According to a new report by the Wall Street Journal, Israel now holds around 59% of the enclave, up from 53% at the start of the US-brokered ceasefire in October.
Recently, Hamas said Israel’s moving of the line “constitutes an explicit and ongoing undermining of the ceasefire agreement, a serious violation of its provisions, and an exposed attempt to impose new facts on the ground by force, with the aim of entrenching military control over the Strip and undermining any real chance of stabilizing the situation or making de-escalation efforts succeed.”
Nickolay Mladenov, a Bulgarian diplomat who serves as the official in charge of implementing the agreement, said that the “yellow line” could turn “into a fence or wall, a permanent separation of Gaza.”
There has been a spike in Israeli attacks in the war-torn Strip despite the ceasefire.
Israel has violated the ceasefire which took effect in October more than 3,200 times, killing hundreds and blocking the entry of much-needed aid.
Israeli forces have killed more than 1,000 Palestinians since the ceasefire, including over 300 children, women, and the elderly.
Apartment buildings, markets, vehicles, and cafés have continued to come under attack. In some cases, families received displacement orders only minutes before their homes were bombed, while many others received no warning at all.
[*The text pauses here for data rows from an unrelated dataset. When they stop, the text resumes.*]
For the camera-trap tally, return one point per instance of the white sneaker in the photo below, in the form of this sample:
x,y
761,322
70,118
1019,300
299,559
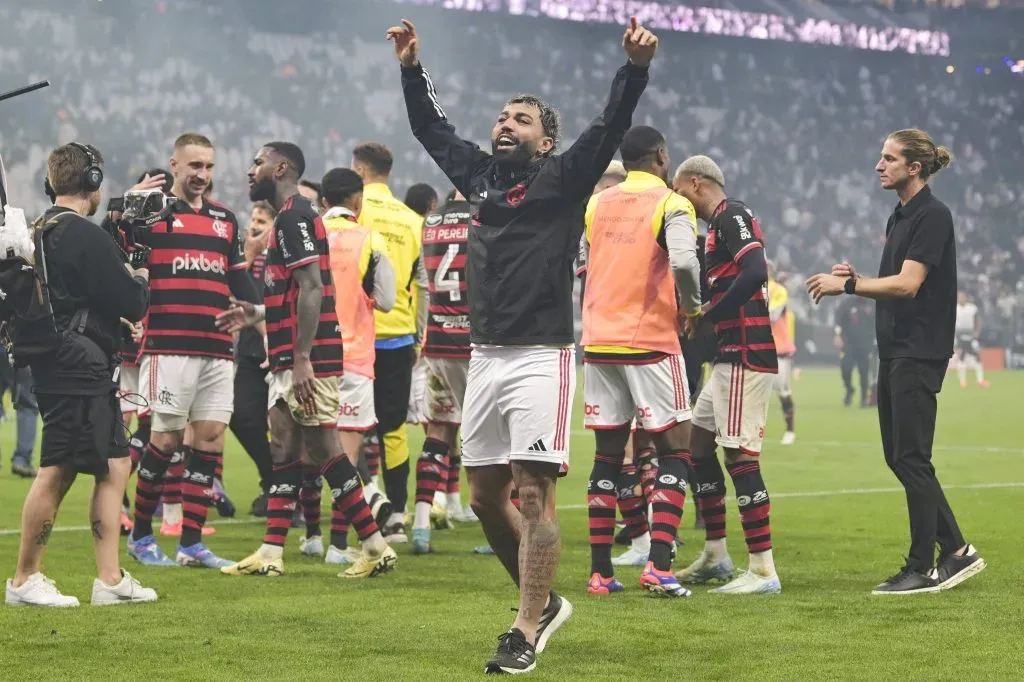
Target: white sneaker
x,y
751,583
631,557
38,591
311,546
126,592
345,557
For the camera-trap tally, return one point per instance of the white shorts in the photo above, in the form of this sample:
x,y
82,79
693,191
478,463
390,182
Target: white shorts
x,y
184,388
128,391
781,382
356,413
518,405
655,394
734,407
446,379
417,411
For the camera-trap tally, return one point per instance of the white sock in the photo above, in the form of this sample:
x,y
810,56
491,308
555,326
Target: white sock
x,y
374,545
715,549
172,513
641,545
271,551
422,519
762,563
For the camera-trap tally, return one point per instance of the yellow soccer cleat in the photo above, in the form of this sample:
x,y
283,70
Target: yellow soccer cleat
x,y
256,564
372,566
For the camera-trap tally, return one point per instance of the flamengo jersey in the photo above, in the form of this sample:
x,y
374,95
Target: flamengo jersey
x,y
744,338
192,253
444,237
299,239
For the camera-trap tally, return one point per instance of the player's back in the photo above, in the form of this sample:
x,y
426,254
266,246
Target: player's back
x,y
445,236
193,252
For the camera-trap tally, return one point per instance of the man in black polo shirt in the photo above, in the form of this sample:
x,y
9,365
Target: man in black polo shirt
x,y
915,313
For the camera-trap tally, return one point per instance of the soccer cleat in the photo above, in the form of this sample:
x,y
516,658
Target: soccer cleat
x,y
200,556
372,566
601,585
750,583
954,569
421,541
631,557
311,546
174,529
147,552
128,591
662,582
38,591
346,556
554,616
908,581
706,569
514,654
256,564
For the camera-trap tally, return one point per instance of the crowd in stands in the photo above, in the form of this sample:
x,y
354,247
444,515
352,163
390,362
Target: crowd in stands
x,y
796,130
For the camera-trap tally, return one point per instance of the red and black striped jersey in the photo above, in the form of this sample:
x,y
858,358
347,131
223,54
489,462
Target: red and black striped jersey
x,y
744,338
444,248
299,239
193,252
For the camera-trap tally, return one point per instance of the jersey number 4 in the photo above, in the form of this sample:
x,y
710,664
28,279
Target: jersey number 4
x,y
449,281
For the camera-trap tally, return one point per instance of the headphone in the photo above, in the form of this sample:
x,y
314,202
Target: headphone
x,y
92,176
Over 73,700 Palestinians have been killed in Israeli attacks since the war began on October 7, 2023.
United Nations human rights chief Volker Turk condemned Israel’s recent attacks in the Gaza Strip, saying that “the unrelenting pattern of killings” reflects Israel’s “sweeping impunity”.
“Palestinians are still being killed and injured in what is left of their homes, shelters and tents of displaced families, on the streets, in vehicles, at a medical facility and a classroom,” Turk said.
The yellow line is a non-physical demarcation line separating the Israeli occupation forces deployment from certain areas of Gaza, while occupying more than half of the Strip. The line divides Gaza into two zones: an eastern area under Israeli military control and a western area where Palestinians live, were forcibly displaced to, and are under constant Israeli threat of attacks.
During a visit to the Gaza Strip in December, the Israeli military’s chief of staff, Eyal Zamir, said unequivocally that the “Yellow Line” is “a new border line”.
Haaretz previously reported that the Israeli military is turning the “yellow line” into a physical border, despite it being initially intended as a temporary demarcation. The report added that there is currently no detailed mechanism regulating a withdrawal from it.
The Defense Minister, Israel Katz, said that Israel’s ultimate aim was to expel large numbers of Palestinians from Gaza in what he claimed to be “voluntary migration” but human rights activists describe as a long-term plan for ethnic cleansing by making living conditions inside Gaza intolerable.
Muhammad Shehada, a visiting fellow at the European Council on Foreign Relations, said: “Netanyahu is now declaring the whole Trump deal, the framework for Gaza, to be null and void. That’s what it means in a nutshell. There’s no other way to spell it out.”
Israeli forces have systematically destroyed the remaining buildings in their zone, so its expansion to 70% of Gaza would mean that the 2.2 million Palestinians who have survived the war would be crammed into less than a third of their original territory, which was already overcrowded, just 109 square kilometres of land.
“The conditions there are already appalling. It is the single most overcrowded place on the face of the planet,” Shehada said.
“Every square metre has another displaced family, another makeshift tent, or some sort of improvised shelter on it. So it would be a death sentence for a lot of people who physically have no place to go.”
“We mourn as Gaza reaches yet another tragic milestone … Thousands more people who were told the worst was over are still burying their loved ones,” said Fikr Shalltoot, Gaza director at Medical Aid for Palestinians.